The city’s Covelli Centre could earn an additional $75,000 to $100,000 annually by replacing Youngstown Phantoms’ hockey games with other events, according to an operational study of the facility.
PA Sports & Entertainment, the firm that did the study, wrote that “consideration should be given to the long-term benefit of retaining the team as a tenant and enabling management to book more profitable shows with the added open dates.”
In the three-plus years the amateur hockey team has played its home games at the center, it has struggled with attendance, which has also led to financial issues for the team and arena.
PA’s $50,000 study states the center averages $215 in profit per Phantoms game.
But Eric Ryan, the center’s executive director, said the arena loses money for Phantoms games.
The $215 doesn’t include “wear and tear on mechanical equipment, some of the utilities [expenses], and the cost of changing from a hockey game to another event such as a concert,” he said.
Ryan added it’s typical for arenas the size of Covelli to not make money from their main sports tenant.
The study doesn’t directly state the city should get rid of the Phantoms.
“We recommended the city take a hard economic look at the relationship it has with that tenant,” said Steve Costa, PA’s owner.
But the report states: “Covelli Centre staff and city officials need to evaluate the relationship with the Youngstown Phantoms and consider options for more profitable events at the facility.”
Councilwoman Janet Tarpley, D-6th and chairwoman of council’s finance committee, said the report is a “polite way to say ‘we should drop them.’ You can’t argue with the data. We need to look elsewhere for another alternative.”
Costa said he spoke to a number of center suite holders who said they are “not interested in hockey. Our employees don’t want to go to the games. We can hardly give those tickets away. They’re not interested in that one part of what the center provides.”
The contract signed with the Phantoms in 2009 required the United States Hockey League team to average at least 2,000 fans a game for four years or else the city could terminate the deal.

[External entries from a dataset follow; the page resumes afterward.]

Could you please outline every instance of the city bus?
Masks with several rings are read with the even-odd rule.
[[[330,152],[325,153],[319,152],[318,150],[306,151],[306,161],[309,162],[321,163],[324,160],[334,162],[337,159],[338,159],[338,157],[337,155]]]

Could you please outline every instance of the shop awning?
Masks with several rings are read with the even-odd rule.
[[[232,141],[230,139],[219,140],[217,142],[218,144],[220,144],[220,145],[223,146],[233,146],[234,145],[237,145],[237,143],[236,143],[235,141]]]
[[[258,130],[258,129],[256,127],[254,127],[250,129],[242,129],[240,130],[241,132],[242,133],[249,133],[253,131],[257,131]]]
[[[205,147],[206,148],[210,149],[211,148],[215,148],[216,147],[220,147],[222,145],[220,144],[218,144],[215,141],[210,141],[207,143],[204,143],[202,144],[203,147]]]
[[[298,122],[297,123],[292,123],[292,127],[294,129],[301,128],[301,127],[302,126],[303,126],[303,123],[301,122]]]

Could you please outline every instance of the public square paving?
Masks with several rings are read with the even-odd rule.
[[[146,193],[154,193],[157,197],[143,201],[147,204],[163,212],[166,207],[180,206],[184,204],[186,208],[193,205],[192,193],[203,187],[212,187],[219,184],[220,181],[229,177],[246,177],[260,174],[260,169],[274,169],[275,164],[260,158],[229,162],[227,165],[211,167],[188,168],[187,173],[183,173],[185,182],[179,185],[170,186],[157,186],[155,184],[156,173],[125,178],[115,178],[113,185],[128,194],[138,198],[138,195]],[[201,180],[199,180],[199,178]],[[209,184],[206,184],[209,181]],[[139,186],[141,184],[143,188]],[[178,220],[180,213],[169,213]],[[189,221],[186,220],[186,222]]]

The Phantoms have ranked near the bottom of the USHL teams in attendance since its first season — 1,794 people a game for 2009-10, 1,878 for 2010-11, 1,609 for 2011-12, and 1,242 through two-thirds of the 2012-13 season. The team’s last regular-season game is April 13.
The only way for the Phantoms to return to Covelli for a fifth season, according to the team’s contract, is for it to pay $75,000 to the city.
Bruce Zoldan, the team’s owner, said he hopes the Phantoms will be able to develop a following with larger crowds given more time — even though its having its poorest-attended season.
Zoldan said he lost $400,000 running the Phantoms this season and has lost more than $1 million in the three-plus years of owning the team.
“Certainly, for myself, it hasn’t been a money-maker to this point,” he said.
Zoldan wants the city to give the Phantoms another year at the center without the $75,000 fee.
Mayor Charles Sammarone is considering the possibility of leasing the center even though PA’s study urges the city not to do so.
A proposal to lease would have to strongly benefit the city to be considered, Sammarone said, and council would also have to agree. If that happens, negotiating that fee would be between Zoldan and the leasing entity, Sammarone said.
Zoldan — president and chief executive officer of B.J. Alan Co. fireworks business — has expressed interest in leasing the center.
If the city stays with JAC Management Group, Ryan’s company, Ryan would negotiate a deal with Zoldan. A waiver of the $75,000 would need council approval, Sammarone said.
“If the city wants us to leave, we wouldn’t fight it,” Zoldan said. “I’d like to stay. It is a long road to profitability. I hope they want us to stay.”
Requiring the $75,000 fee would “probably lessen our desire to want to stay,” he added. “We’ll need some cooperation. We’re not asking for lower rent or fees. Just waive the $75,000.”